Antonia Baum

(Geb. 1984 in Borken)

Bei dem schmerzhaften Projekt, der Protagonistin meines Romans Würde und Stolz zu verleihen, half mir letztlich Thomas Bernhard. Ich nahm seine elegante, erhabene und doch verzweifelt liebende Hass-Stimme, um die Welt meiner Protagonistin schreiben zu können, und schrieb also, im dritten Anlauf, endlich meinen ersten Roman. Denn Thomas Bernhards Protagonisten-Stimme war nicht lächerlich, nicht irrational, nicht zu emotional. Sie war all das nicht, was man, unter Verwendung frauenfeindlicher Klischees, aufruft, um Wut als »weiblich« zu diskreditieren. Thomas Bernhards Protagonisten-Stimme war groß und böse und gewandt und eloquent. Sie hatte Power:

Hi ich bin Antonia Baum, ich bin Schriftsteller.

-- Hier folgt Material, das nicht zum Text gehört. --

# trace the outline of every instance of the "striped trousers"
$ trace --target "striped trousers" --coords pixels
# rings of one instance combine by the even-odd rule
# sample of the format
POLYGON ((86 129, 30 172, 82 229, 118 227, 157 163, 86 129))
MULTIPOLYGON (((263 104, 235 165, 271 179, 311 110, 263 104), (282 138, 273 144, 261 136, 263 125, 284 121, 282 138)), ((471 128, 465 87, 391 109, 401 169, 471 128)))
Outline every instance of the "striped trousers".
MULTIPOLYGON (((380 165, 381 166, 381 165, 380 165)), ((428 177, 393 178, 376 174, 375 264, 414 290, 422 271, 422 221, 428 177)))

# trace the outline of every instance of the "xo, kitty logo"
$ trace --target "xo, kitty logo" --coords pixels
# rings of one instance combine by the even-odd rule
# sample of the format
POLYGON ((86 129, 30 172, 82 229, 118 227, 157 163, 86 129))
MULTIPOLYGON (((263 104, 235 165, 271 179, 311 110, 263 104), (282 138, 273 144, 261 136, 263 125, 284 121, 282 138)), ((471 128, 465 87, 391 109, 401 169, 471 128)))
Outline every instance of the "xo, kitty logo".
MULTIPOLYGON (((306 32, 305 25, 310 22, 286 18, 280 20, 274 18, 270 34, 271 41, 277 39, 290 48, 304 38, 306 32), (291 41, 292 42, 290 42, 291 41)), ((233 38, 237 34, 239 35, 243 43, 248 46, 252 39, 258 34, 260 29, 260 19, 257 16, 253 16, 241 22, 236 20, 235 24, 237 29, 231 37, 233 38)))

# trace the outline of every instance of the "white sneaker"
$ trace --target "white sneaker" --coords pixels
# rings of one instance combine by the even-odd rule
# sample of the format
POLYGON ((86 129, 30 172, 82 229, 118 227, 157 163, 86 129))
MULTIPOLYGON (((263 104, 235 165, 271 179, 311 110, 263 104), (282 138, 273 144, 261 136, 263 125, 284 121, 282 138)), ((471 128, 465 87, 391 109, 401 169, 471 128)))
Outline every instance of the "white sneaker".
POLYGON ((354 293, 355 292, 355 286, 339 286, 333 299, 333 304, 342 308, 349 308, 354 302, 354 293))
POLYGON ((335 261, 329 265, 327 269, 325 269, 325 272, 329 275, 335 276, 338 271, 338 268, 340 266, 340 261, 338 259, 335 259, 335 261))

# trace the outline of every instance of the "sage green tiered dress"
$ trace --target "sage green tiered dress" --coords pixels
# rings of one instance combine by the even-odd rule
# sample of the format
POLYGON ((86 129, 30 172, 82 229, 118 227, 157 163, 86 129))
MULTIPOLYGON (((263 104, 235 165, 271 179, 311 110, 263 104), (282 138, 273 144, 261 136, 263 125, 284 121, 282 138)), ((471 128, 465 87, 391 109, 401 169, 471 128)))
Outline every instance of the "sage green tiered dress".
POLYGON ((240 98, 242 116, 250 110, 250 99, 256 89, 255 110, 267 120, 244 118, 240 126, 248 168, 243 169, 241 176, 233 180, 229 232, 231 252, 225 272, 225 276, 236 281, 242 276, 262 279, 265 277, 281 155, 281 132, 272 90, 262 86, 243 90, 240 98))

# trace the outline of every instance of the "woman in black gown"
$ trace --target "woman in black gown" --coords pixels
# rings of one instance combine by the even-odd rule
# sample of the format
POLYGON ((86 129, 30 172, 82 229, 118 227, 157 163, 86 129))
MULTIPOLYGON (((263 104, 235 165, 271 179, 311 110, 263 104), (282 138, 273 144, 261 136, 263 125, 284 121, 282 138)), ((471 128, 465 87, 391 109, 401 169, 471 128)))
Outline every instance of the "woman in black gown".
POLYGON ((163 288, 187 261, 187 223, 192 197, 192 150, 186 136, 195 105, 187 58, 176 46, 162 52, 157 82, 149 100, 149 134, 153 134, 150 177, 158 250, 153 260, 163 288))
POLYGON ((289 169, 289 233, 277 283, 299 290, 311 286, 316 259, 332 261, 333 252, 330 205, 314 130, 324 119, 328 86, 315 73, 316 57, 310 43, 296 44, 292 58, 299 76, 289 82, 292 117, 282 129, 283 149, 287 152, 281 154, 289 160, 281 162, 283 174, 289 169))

Okay, und wisst ihr was? Ich nehme mir euren heiligen Thomas und benutze ihn für meine Frauen-Probleme.

Antonia Baum: »Das Problem ist das Problem«, in: Schreibtisch mit Aussicht. Schriftstellerinnen über ihr Schreiben, hg. v. Ilka Piepgras, Zürich, Berlin: Kein & Aber 2020, S. 76-92, hier S. 90f.